Of course, we were little and our knowledge of the first Thanksgiving is pretty much what you would expect: pilgrims befriending Indians and a feast celebrating a bountiful harvest.

But even as adults, how much do we REALLY know about the history of Thanksgiving? I decided to dig up some more information about the holiday. Before you feast tomorrow, share some of these facts with your kids so they can appreciate more about the holiday. Or keep them to yourself so they don’t call you a nerd. Your call.

1) Very little is actually known about the first thanksgiving. The celebration between the Pilgrims and Wampanoeg Indians was not even the first thanks-giving feast of its kind in America. Feasts were celebrated in Florida and Virginia decades or more before Plymouth Pilgrims did.

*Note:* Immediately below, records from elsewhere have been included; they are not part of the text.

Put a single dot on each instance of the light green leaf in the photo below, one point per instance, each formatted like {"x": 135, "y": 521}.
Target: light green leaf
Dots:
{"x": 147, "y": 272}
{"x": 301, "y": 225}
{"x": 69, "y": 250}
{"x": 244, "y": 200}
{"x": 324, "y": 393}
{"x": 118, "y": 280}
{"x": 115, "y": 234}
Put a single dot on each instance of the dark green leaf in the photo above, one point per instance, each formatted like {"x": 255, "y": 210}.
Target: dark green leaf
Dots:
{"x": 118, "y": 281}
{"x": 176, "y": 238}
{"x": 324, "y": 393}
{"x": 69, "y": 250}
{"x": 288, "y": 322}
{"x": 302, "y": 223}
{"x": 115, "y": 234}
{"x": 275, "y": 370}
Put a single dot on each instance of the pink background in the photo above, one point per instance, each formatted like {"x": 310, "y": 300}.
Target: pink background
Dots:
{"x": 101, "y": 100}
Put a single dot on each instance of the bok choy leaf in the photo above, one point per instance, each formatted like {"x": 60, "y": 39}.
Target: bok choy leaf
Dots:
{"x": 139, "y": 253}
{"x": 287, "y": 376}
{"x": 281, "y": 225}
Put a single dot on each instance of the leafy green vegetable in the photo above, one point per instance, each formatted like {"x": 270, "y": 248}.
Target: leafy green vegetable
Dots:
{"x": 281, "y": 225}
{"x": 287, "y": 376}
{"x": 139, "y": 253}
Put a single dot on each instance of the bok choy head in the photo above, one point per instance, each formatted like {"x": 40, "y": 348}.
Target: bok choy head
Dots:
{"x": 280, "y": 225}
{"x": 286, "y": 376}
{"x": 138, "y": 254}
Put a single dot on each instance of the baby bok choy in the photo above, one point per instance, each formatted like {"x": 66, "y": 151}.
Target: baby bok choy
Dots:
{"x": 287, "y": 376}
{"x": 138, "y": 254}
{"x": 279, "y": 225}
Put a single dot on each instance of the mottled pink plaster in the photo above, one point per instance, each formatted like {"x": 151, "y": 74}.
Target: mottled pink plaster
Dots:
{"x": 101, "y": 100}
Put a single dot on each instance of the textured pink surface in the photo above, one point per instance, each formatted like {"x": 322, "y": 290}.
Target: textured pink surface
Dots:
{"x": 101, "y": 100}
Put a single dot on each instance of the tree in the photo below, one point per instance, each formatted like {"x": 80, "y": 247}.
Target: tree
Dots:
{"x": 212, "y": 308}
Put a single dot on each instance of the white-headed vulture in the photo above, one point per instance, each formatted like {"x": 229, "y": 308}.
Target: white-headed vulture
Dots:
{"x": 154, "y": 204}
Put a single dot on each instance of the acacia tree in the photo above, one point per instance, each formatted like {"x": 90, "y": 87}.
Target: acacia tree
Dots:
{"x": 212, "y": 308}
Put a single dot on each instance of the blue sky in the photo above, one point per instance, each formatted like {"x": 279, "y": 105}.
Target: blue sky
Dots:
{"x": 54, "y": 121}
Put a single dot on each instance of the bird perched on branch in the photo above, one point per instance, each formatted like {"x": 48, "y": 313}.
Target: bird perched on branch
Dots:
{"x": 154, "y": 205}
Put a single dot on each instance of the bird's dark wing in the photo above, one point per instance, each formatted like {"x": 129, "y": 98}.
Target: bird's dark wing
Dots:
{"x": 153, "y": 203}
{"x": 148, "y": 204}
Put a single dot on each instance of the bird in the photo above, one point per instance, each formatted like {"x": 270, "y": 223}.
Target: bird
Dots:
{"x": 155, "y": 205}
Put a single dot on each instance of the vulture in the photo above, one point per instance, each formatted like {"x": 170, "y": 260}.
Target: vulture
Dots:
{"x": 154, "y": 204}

2) Rather than potatoes, cranberry sauce, and stuffing, the Plymouth pilgrims and Wampanoeg Indians feasted on five deer provided by the Native Americans, various wildfowl (possibly including wild turkey), shellfish, and corn.

3) There were nearly twice as many Native Americans (approximately 90) at the first Thanksgiving than there were pilgrims. Despite this, the relationship between the Wampanoeg tribe and Pilgrims was often turbulent and broke out in war decades later.

Source: https://www.nytimes.com/2017/11/21/us/thanksgiving-myths-fact-check.html

4) Two primary players in the success of Thanksgiving were the Wampanoeg leader Massosoit, and Pilgrim Edward Winslow, both of whom without the celebration would not have been possible.

5) Though first celebrated in 1621, Thanksgiving did not become an official holiday until 1863, under the presidency of Abraham Lincoln, as a way to bring the country together during the Civil War.

The true history of Thanksgiving is unclear and complicated. These facts are a mere summary of what we know. To learn more, here are some resources:






P.S. Thanks to my dad for unknowingly inspiring this post. Happy birthday!